From the Guidelines
Acute promyelocytic leukemia (APL) is a medical emergency that typically presents with symptoms of pancytopenia, including fatigue, weakness, infections, and bleeding, and requires immediate treatment with all-trans retinoic acid (ATRA) to reverse the coagulopathy, even before genetic confirmation. The hallmark feature of APL is a severe coagulopathy with disseminated intravascular coagulation (DIC), which can cause life-threatening hemorrhage. Patients often exhibit petechiae, ecchymoses, gingival bleeding, epistaxis, or intracranial hemorrhage. Laboratory findings include thrombocytopenia, anemia, and abnormal coagulation studies with elevated PT, PTT, decreased fibrinogen, and elevated D-dimer levels. Some key points to consider in the management of APL include:
- The use of supportive measures to counteract the coagulopathy, such as transfusions of fibrinogen and/or cryoprecipitate, platelets, and fresh-frozen plasma, to maintain the fibrinogen concentration above 100-150 mg/dL, the platelet count above 30-50 × 10^9/L, and the INR below 1.5 1.
- The importance of monitoring platelet counts and routine coagulation parameters, including prothrombin time, activated partial thromboplastin time, and thrombin time, as well as levels of fibrinogen and fibrinogen-fibrin degradation products, at least daily and more frequently if required, until disappearance of all clinical and laboratory signs of the coagulopathy 1.
- The need to avoid central venous catheterization, lumbar puncture, and other invasive procedures before and during remission induction therapy due to the high risk of hemorrhagic complications 1.
- The use of ATRA and arsenic trioxide (ATO) as the cornerstone of treatment for APL, with the addition of chemotherapy in certain cases 1.
- The importance of prophylactic corticosteroids to reduce the risk of APL differentiation syndrome 1. Overall, the management of APL requires a multidisciplinary approach, with careful attention to supportive care, monitoring, and treatment with ATRA and ATO, as well as chemotherapy in certain cases.
From the Research
Acute Promyelocytic Leukemia Presentation
- Acute promyelocytic leukemia (APL) is characterized by the proliferation of blasts with distinct morphology and a specific balanced reciprocal translocation t(15;17) 2.
- APL is associated with life-threatening hemorrhage caused mainly by enhanced fibrinolytic-type disseminated intravascular coagulation (DIC) 2, 3.
- The introduction of all-trans retinoic acid (ATRA) into anthracycline-based induction chemotherapy regimens has dramatically improved overall survival of individuals with APL 2.
- However, hemorrhage-related death during the early phase of therapy remains a serious problem, with population-based studies showing that the incidence of early death during induction chemotherapy is nearly 30% 2.
Clinical Features
- Bleeding is the leading cause of death for patients with APL, with overt DIC occurring in 77.6% of patients 3.

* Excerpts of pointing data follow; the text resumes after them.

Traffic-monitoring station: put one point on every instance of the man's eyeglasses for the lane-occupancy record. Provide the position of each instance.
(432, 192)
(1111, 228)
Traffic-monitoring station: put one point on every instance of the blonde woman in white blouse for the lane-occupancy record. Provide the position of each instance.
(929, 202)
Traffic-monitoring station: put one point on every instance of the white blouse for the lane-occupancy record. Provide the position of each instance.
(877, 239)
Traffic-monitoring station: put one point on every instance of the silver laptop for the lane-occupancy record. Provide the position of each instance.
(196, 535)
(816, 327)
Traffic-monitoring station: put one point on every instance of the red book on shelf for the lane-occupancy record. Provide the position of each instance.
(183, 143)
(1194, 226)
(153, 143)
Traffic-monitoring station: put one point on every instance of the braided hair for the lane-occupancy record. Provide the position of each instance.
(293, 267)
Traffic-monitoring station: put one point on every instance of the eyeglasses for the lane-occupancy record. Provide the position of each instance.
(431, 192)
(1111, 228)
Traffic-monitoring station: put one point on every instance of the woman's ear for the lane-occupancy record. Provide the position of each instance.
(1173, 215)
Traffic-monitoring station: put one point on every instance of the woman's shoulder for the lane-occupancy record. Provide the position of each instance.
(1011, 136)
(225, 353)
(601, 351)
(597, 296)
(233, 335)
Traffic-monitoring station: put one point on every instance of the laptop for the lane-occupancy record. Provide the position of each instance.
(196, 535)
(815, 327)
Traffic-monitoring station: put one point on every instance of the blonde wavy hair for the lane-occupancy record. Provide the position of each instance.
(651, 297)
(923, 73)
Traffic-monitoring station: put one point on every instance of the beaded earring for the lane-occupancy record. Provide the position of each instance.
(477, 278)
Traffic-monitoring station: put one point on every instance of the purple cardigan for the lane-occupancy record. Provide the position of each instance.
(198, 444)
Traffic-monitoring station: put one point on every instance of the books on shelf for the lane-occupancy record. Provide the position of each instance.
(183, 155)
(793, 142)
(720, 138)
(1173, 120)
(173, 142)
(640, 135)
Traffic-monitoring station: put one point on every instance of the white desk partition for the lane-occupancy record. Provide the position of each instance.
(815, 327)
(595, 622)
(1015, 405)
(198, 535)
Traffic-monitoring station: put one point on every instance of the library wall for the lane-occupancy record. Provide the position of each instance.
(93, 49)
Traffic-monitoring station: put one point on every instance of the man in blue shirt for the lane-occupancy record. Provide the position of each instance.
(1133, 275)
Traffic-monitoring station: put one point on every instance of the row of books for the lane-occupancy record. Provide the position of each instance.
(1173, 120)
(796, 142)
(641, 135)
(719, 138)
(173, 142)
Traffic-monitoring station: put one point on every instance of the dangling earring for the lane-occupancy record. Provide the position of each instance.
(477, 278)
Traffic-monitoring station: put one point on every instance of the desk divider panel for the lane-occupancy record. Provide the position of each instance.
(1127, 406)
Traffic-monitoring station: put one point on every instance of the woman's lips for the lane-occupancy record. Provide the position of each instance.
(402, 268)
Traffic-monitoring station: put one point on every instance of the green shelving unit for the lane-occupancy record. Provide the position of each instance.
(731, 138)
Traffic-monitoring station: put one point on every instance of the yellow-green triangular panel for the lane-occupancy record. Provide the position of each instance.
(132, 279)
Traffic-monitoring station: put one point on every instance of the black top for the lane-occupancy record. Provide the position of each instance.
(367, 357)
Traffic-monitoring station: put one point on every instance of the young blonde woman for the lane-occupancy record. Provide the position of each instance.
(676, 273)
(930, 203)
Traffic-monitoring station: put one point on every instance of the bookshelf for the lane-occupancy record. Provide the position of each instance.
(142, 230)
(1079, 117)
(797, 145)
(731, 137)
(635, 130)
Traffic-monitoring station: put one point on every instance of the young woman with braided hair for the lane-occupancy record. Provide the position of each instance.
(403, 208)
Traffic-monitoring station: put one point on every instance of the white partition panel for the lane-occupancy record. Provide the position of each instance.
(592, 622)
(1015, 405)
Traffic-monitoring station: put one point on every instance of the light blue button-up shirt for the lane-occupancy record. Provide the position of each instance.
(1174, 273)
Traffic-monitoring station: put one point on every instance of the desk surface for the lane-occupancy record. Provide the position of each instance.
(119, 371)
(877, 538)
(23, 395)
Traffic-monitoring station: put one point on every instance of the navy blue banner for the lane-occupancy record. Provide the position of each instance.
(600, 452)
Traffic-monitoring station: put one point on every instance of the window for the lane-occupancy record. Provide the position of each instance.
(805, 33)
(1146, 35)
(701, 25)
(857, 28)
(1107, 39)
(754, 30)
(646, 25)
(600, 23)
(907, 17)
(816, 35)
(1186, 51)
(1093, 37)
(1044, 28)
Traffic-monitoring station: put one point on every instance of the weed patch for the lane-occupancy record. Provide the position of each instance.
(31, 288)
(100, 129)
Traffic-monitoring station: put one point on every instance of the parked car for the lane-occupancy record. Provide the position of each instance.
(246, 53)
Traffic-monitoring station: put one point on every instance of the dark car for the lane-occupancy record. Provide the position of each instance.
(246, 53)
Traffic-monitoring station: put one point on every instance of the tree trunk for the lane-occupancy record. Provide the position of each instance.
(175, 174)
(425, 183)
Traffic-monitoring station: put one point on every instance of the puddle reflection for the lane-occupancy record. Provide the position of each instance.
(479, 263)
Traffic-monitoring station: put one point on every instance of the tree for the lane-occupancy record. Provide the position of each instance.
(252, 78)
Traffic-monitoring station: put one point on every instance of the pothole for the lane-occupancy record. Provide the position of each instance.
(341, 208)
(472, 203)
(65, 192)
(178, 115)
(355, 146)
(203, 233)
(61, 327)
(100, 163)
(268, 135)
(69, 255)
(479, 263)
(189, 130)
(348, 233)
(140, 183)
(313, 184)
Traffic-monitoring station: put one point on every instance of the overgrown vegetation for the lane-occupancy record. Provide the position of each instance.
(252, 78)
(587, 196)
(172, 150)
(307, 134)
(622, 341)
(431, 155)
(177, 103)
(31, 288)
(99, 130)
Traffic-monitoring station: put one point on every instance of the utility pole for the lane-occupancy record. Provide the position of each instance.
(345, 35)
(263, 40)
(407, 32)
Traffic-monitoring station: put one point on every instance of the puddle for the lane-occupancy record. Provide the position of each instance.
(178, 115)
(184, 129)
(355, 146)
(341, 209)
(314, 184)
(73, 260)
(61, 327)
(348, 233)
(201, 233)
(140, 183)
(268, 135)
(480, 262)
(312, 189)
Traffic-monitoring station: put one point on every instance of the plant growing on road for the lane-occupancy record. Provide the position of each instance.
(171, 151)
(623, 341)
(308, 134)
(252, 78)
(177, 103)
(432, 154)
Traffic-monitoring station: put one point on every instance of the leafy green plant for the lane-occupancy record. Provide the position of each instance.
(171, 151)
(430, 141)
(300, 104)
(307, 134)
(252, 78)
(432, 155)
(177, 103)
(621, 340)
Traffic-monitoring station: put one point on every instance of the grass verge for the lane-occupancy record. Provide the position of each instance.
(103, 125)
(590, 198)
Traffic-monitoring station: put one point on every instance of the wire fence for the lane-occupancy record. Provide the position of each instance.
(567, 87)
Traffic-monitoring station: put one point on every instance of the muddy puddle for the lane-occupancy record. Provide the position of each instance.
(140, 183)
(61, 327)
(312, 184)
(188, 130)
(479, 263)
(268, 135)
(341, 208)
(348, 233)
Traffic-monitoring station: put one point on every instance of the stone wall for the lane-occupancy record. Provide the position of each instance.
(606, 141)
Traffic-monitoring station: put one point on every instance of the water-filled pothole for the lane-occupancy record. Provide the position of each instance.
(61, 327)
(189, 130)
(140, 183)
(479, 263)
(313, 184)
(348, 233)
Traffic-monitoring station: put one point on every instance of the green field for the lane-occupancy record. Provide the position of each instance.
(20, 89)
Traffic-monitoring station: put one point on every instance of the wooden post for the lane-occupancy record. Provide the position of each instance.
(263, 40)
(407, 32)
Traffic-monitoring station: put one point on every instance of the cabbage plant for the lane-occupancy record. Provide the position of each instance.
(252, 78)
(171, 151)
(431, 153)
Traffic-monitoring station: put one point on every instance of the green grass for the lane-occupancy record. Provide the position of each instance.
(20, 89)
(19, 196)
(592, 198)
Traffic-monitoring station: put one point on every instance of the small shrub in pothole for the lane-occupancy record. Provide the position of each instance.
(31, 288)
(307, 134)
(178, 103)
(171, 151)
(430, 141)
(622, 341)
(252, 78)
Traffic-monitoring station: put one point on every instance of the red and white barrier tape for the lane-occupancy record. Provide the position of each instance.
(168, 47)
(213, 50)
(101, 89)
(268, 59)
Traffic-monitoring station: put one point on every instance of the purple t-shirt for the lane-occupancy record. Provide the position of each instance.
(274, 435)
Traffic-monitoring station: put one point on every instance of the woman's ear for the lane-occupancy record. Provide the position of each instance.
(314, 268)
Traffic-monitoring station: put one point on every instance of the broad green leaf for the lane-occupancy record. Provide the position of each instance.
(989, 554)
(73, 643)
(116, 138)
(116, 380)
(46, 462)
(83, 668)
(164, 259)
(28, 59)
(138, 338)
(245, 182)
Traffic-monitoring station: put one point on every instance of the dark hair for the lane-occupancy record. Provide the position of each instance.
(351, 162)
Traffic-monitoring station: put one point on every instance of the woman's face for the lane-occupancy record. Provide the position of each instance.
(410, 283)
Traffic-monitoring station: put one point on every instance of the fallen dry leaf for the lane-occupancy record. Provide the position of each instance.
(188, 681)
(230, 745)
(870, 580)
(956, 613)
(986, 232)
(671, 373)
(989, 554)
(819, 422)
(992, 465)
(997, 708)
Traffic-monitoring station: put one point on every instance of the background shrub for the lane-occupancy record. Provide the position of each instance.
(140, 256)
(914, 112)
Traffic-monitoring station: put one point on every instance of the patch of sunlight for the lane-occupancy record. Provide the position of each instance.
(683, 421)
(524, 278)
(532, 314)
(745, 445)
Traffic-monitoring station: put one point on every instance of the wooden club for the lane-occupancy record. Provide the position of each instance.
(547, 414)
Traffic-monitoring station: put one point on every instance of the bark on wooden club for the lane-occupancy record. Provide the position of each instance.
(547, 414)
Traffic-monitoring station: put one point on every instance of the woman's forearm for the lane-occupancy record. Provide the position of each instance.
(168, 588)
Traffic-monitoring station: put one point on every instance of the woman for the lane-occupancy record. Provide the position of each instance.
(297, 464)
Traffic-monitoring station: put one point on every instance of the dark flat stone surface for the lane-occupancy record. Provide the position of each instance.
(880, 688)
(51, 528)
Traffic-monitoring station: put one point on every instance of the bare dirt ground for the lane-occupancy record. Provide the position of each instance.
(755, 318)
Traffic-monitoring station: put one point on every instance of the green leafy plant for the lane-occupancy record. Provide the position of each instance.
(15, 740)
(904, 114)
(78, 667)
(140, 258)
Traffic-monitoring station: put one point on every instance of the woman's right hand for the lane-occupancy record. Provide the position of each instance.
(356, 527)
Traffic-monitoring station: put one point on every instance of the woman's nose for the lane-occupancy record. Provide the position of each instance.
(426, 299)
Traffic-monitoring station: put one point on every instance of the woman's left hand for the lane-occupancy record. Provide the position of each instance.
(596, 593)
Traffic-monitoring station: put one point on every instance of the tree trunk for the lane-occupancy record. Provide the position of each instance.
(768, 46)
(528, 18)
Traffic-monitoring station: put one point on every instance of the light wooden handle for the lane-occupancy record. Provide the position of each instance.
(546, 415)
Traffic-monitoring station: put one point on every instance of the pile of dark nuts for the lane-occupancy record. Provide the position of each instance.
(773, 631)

- Severity of DIC is associated with bone marrow leukemic cell percentages, but unrelated to bleeding 3.
- Patients with bleeding have significantly higher WBC counts, more prolonged prothrombin time (PT), and activated partial thromboplastin time (APTT) 3.
- PT is valuable in prediction of bleeding, with patients having PT ≧ 5 s having a relative risk of 6.14 for bleeding 3.
Treatment Outcomes
- Recombinant human soluble thrombomodulin (rTM) has been used for treatment of DIC since 2008 in Japan, and has been shown to produce potent resolution of DIC without exacerbation of bleeding tendency in individuals with APL 2, 4.
- rTM administration may be an effective, safe, and feasible therapeutic modality, producing a rapid resolution without progression of hemorrhage 4.
- Advances in the management of coagulopathy in APL have improved patient outcomes, but hemorrhagic death still remains a major problem during the early phase of treatment 5.
- Thrombosis is also a non-negligible cause of morbidity and mortality in patients with APL, and can occur concomitantly with hemorrhagic events 5, 6.